5. Par ailleurs, l’article 3-3 de l’avenant conclu le 20 juin 2022 stipule que : « à défaut de réalisation des travaux pour une quelconque raison indépendante de leur volonté, ou en cas de reprise d’activité de soins médicaux et de réadaptation sur le pavillon des Jardins de Belleville, les relations entre les parties seront établies selon les mêmes modalités juridiques et financières que celles existant antérieurement à la conclusion du présent avenant. Ces modalités pourront être révisées et actualisées sur accord conjoint des parties ». L’article 6 de ce même avenant prévoit qu’il « reste en vigueur jusqu’à reprise éventuelle d’activité ou transfert de la maison d’accueil spécialisé sur le site ».

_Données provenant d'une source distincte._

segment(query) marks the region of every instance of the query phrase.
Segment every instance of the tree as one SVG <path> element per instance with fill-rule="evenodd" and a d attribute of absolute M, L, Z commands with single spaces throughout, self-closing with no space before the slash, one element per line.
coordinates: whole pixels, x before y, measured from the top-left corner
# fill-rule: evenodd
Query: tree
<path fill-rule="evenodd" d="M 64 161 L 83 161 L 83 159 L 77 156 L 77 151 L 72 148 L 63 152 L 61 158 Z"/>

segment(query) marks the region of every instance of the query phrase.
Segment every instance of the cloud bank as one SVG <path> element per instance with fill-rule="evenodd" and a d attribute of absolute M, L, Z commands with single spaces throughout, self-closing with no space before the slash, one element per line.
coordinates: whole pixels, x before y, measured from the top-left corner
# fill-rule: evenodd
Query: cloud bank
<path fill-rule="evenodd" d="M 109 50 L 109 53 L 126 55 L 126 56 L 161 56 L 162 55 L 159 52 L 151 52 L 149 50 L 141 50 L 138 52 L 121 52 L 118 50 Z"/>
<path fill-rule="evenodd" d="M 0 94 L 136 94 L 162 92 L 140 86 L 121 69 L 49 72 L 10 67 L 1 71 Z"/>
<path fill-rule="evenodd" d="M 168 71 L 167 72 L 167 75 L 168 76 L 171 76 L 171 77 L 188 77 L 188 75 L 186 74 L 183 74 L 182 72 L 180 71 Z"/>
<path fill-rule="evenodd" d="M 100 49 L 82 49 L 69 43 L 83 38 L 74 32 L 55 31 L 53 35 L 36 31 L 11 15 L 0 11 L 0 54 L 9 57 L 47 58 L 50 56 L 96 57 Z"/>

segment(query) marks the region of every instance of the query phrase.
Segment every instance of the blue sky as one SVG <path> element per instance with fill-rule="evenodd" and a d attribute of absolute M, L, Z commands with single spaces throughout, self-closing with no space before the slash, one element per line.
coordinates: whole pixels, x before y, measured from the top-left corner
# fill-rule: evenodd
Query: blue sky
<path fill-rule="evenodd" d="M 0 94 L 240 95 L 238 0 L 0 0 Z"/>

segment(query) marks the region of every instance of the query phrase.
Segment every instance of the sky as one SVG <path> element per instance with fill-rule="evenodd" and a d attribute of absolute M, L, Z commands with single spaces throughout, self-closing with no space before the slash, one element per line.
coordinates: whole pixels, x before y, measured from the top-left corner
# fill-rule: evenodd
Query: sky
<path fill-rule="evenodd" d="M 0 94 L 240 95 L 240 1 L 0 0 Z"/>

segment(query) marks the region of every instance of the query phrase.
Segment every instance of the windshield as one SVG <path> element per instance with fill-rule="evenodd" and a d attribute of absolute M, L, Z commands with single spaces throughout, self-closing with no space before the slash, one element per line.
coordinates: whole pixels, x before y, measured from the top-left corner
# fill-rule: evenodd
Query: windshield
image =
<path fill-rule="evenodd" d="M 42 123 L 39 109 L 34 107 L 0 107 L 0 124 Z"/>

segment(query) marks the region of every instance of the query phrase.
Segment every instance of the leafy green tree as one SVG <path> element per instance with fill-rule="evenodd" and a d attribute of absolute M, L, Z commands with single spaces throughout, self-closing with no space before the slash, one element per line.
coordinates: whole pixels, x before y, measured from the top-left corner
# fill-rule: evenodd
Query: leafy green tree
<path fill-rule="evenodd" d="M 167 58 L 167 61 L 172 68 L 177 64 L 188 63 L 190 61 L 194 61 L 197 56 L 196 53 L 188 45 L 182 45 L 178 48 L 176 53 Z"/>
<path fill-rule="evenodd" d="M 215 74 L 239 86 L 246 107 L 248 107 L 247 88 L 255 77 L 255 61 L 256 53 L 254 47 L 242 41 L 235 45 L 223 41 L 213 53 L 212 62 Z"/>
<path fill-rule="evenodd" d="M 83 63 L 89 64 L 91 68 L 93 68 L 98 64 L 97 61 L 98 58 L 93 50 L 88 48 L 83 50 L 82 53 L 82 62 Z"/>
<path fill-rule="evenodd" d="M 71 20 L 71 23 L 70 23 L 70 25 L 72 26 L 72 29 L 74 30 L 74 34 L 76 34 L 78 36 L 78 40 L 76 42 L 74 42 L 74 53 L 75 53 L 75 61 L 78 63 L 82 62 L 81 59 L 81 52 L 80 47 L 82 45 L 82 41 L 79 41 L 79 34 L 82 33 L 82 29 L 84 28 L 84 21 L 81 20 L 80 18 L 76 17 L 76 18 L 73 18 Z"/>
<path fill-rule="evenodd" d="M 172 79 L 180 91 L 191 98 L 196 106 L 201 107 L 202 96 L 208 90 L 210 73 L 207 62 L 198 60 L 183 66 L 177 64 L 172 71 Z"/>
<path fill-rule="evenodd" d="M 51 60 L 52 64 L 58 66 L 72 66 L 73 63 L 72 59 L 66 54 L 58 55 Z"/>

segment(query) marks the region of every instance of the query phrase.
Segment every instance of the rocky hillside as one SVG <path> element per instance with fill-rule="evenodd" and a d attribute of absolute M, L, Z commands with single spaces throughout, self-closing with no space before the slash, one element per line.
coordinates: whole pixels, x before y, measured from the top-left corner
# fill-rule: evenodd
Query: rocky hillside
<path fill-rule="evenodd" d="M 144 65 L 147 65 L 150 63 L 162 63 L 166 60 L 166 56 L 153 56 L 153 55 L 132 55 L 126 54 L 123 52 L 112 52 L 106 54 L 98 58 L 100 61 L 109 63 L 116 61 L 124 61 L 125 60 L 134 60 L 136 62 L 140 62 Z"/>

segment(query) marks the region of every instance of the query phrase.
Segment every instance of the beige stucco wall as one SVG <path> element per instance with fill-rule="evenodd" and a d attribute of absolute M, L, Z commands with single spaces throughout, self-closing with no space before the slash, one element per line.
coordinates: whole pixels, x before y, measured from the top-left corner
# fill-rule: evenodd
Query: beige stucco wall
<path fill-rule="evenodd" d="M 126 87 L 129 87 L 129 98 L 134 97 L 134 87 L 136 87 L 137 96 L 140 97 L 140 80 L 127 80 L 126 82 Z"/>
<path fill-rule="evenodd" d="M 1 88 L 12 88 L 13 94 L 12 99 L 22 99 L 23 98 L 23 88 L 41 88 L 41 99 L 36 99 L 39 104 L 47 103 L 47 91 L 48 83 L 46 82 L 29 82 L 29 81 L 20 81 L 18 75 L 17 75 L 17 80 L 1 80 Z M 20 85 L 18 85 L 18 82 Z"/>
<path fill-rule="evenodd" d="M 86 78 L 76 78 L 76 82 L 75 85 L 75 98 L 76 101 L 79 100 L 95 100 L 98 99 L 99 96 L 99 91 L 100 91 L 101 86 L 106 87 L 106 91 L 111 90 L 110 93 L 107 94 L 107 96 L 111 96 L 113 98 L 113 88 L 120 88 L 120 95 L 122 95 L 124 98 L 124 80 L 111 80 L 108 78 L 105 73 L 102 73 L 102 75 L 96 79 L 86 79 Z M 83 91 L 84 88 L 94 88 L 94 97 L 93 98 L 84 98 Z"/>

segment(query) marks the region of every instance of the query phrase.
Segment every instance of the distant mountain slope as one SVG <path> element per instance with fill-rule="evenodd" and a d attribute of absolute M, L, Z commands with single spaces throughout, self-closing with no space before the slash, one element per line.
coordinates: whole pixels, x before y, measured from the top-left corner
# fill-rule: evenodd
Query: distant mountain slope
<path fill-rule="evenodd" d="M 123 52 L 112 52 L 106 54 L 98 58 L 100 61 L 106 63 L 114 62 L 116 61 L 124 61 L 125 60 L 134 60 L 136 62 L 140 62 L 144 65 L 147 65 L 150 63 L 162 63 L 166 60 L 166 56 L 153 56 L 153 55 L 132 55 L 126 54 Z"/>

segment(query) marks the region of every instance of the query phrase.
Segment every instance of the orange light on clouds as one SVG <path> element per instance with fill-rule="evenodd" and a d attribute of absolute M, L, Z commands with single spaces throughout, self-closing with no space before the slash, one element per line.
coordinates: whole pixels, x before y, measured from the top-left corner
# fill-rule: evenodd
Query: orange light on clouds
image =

6. Bien que l’article 3-3 de l’avenant conclu en 2022 évoque l’absence de réalisation de travaux comme une possibilité alternative à la reprise de l’activité médicale antérieurement menée sur le site, il résulte de l’article 6 de cet avenant et des stipulations de la convention conclue en 2001, que les parties n’ont pas envisagé les modalités ou conséquences de la rupture de leurs relations contractuelles pour un motif extérieur à une faute commise par l’une d’entre elle.

7. Toutefois, alors que l’article L. 6 du code de la commande publique et l’article L. 2195 du même code prévoient la possibilité pour le cocontractant de résilier un marché pour un motif d’intérêt général, il résulte de l’instruction que la réorganisation du service public du soin, décidée par l’agence régionale de santé, ôtant au centre hospitalier sa compétence médico-sociale au profit de sa seule compétence sanitaire et conduisant à une impossibilité pour ledit centre de prendre en charge les activités antérieurement exercées conjointement avec la société requérante, constitue un motif d’intérêt général justifiant la résiliation des relations contractuelles entre les parties.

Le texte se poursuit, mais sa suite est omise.